Hyundai Steel, a unit of Hyundai Motor Group, made the comment in response to a report in Japan's Nikkei business daily on Monday that Hyundai was in talks with the two firms to help it build a 5.24 trillion won ($5.58 billion) mill. The South Korean firm has been seeking a foreign partnership for assistance to build the 7 million tonnes a year mill, planned to feed steel to its parent Hyundai Motor Co.
The Nikkei report on a possible alliance, which would mark further consolidation in the global steel industry, sent shares in JFE and Hyundai Steel higher.
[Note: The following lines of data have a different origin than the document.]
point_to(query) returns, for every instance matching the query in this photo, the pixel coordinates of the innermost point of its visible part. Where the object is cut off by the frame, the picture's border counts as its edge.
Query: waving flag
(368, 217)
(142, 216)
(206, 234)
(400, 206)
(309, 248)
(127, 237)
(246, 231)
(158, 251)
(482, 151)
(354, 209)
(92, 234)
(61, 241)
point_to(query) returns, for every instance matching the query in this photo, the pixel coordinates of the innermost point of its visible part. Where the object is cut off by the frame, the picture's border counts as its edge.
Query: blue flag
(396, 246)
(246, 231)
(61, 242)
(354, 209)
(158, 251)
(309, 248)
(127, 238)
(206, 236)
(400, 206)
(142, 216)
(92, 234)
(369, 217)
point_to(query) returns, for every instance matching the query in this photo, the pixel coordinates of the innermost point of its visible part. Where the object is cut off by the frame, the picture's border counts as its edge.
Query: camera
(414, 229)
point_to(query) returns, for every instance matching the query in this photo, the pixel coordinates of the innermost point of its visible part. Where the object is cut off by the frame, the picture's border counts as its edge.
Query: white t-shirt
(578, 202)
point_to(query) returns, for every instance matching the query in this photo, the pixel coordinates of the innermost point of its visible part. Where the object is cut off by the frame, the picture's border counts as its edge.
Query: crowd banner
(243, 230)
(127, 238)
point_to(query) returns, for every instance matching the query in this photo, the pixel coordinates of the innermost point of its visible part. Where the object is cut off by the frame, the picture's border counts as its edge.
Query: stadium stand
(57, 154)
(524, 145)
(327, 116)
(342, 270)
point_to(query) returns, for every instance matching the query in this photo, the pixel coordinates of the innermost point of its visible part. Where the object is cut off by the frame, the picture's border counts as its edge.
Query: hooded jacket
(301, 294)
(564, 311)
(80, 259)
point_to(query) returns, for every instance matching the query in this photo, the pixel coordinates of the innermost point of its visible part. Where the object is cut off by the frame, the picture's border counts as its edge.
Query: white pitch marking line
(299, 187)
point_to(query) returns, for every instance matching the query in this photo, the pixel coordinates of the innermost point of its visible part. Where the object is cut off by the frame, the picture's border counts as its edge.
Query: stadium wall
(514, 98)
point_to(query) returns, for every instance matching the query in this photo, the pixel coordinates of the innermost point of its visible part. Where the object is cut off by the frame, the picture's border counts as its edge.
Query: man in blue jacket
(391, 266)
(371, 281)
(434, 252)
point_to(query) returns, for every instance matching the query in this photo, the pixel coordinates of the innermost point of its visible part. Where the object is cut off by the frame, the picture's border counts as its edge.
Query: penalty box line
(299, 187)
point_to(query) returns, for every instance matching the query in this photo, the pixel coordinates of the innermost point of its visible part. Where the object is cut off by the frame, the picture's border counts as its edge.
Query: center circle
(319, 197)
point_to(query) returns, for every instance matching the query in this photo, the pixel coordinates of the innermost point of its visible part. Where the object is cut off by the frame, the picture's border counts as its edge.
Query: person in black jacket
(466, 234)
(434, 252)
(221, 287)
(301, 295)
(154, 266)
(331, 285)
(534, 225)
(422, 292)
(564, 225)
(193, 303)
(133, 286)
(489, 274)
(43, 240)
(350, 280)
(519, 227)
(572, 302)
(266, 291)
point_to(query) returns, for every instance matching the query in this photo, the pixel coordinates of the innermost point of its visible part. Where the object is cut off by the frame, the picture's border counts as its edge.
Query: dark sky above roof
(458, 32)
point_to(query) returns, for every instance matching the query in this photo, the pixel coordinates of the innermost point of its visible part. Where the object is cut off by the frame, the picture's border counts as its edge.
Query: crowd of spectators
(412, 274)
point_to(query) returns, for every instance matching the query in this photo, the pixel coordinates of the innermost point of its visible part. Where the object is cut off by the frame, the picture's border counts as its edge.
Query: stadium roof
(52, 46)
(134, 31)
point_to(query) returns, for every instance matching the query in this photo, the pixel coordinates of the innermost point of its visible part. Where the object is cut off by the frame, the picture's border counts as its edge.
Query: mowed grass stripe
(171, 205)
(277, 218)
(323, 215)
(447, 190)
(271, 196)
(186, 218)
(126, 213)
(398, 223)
JFE stock closed up 1.6 percent at 6,800 yen, compared to the 1.3 percent gain in the iron and steel subindex in Tokyo. Hyundai Steel shares closed 1.57 percent higher at 32,400 won in Seoul.
Kang Hak-seo, senior executive vice president of Hyundai Steel, said the company is in talks with ThyssenKrupp on a possible alliance, but said: "So far, we have no details. We need more time." A spokesman for ThyssenKrupp said on Monday the company is advising Hyundai Steel on how to improve its facilities.
There were no talks on taking financial stakes, he added. Hyundai Steel and JFE Steel, the world's fourth-biggest steel maker and a core unit of JFE Holdings Inc, also said in separate statements that they are talking on expanding their existing relationship, but details have not been decided.
JFE owns 13 percent of Hyundai HYSCO, an affiliate of Hyundai Motor, supplying hot rolled coils. The Hyundai group is said by some in the industry to have called on JFE and Nippon Steel Corp for assistance to build the mill. But Japanese steel makers have so far been reluctant to join the project on concerns about a leak of technology for high-grade sheet steel to rivals in Asia, the most important market for Japanese mills.
Hyundai Steel, itself part of the Hyundai Motor group, announced the plan to build the mill in October. The mill will be completed in 2011. Hyundai Steel also said it would spend another 2.3 trillion won to expand capacity to 12 million tonnes by 2015 by building another furnace.